Phil Hoad 

What We Hide review – opioid-crisis thriller sees sisters pick up the pieces and hide their mother’s dead body

Both the leads are good value in Dan Kay’s movie in which Jessie and Spider hide conceal a corpse to avoid being separated in the care system
  
  

A girl wraps her arms protectively around a younger while she speaks to a sheriff sitting by them.
Undeniably touching sisterly rapport … from left: Jojo Regina, McKenna Grace and Jesse Williams in What We Hide.
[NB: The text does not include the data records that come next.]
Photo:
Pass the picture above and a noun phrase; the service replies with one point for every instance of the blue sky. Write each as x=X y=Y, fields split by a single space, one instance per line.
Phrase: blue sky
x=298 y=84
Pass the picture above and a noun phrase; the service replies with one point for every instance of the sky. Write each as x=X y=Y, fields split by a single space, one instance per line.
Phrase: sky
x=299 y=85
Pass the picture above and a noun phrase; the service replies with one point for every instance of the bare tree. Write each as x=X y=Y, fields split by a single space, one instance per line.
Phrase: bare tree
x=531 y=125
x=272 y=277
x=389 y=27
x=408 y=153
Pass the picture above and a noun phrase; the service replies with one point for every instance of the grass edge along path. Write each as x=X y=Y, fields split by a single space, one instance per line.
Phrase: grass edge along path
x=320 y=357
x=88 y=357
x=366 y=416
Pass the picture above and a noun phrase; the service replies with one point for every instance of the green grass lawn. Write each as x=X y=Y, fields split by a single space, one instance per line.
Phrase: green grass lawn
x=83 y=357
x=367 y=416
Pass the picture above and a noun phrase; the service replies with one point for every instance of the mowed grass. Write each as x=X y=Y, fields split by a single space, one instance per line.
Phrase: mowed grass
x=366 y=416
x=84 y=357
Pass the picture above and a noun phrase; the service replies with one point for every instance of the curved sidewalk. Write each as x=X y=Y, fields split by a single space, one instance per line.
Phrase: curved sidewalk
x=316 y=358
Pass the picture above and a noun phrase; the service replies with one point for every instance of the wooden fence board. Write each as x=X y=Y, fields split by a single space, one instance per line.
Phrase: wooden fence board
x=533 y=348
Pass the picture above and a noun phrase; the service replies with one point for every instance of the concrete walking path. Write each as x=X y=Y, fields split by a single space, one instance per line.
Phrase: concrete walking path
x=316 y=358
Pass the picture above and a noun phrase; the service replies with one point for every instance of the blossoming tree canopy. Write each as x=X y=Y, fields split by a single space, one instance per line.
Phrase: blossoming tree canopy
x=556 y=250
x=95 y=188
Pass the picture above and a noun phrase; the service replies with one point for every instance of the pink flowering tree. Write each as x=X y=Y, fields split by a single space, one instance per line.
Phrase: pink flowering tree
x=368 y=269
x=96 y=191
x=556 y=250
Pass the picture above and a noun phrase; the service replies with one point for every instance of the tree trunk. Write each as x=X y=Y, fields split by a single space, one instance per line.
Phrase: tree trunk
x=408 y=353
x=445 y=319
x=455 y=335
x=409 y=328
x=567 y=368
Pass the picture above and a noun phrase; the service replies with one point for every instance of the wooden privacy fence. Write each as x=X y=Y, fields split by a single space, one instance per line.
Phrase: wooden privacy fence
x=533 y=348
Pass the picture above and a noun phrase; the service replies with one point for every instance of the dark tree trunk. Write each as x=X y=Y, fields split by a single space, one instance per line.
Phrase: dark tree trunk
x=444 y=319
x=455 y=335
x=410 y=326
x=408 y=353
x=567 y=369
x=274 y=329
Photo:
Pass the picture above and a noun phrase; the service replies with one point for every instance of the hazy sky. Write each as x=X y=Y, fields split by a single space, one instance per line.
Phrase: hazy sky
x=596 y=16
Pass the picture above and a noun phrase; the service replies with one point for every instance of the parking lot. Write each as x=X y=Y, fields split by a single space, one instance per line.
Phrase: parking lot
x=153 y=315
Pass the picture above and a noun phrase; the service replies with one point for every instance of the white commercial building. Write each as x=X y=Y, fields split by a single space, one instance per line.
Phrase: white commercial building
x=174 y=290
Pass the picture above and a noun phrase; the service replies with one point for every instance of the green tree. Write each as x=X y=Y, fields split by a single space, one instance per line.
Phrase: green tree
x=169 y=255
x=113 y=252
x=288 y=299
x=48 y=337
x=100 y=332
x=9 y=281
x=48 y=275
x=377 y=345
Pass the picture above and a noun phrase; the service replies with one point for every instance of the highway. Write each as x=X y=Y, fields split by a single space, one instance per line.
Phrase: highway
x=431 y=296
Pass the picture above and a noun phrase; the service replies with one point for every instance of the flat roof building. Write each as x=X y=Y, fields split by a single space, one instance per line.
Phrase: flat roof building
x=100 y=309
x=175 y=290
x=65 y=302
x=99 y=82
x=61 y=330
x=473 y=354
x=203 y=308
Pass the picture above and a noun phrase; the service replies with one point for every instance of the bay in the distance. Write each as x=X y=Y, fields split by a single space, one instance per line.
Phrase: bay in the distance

Photograph: Signature Entertainment

A fatally overdosed mother called Jacey is unceremoniously bundled into a trunk at the start of this southern US-set drama; the uncredited actor who plays her should probably have a word with her agent, as the role is surely in contention for a world record as the least likely to boost your career. Jacey is just one of the drug casualties littering director Dan Kay’s underpowered film about the US’s super-strength opioid crisis, as her two bereaved daughters desperately tread water in the aftermath.

While 11-year-old Jessie (Jojo Regina) steps up with loving words in the face of tragedy, 15-year-old Spider (Mckenna Grace) has a practised indifference. All too accustomed to dealing with her mother’s addiction, her attention is on what happens now – notifying the authorities of the death would mean the sisters would be separated by the care system. So she steps up to run the household and fend off Jacey’s junkie boyfriend Reece (Dacre Montgomery), while she tries to find a solution.

Even setting aside its one glaring implausibility (the psychological trauma and logistics of hiding your mother’s putrefying corpse in a shed for several weeks), What We Hide is too unfocused. The film doesn’t invest enough in any of the various interlopers who pitch up on the girls’ porch – skeezy boyfriend, hovering social worker (Tamara Austin), solicitous local sheriff (Grey’s Anatomy’s Jesse Williams) – to generate much suspense or chewy character complications. Passing hints of southern gothic, or fairytale suspension of normality, don’t bed in; the film’s plain realism starts to give way to melodramatic lurches, such as Jessie’s climactic asthma attack.

Luckily, both leads are good value, with Regina both sentimental and gutsy as Jessie, contrasting effectively with the emo-ish Grace, a proxy mother whose hypocrisies and blunders betray that she is still fundamentally a child. Spider’s tentative romance with convenience-store clerk and amateur photographer Cody (Forrest Goodluck) is the one plot strand that threatens to emotionally spark, and supply a little wisdom about art transcending trauma. The girls’ sisterly rapport is undeniably touching, but film is a bit too facile to dig deep into the American soul.

• What We Hide is on digital platforms from 16 February.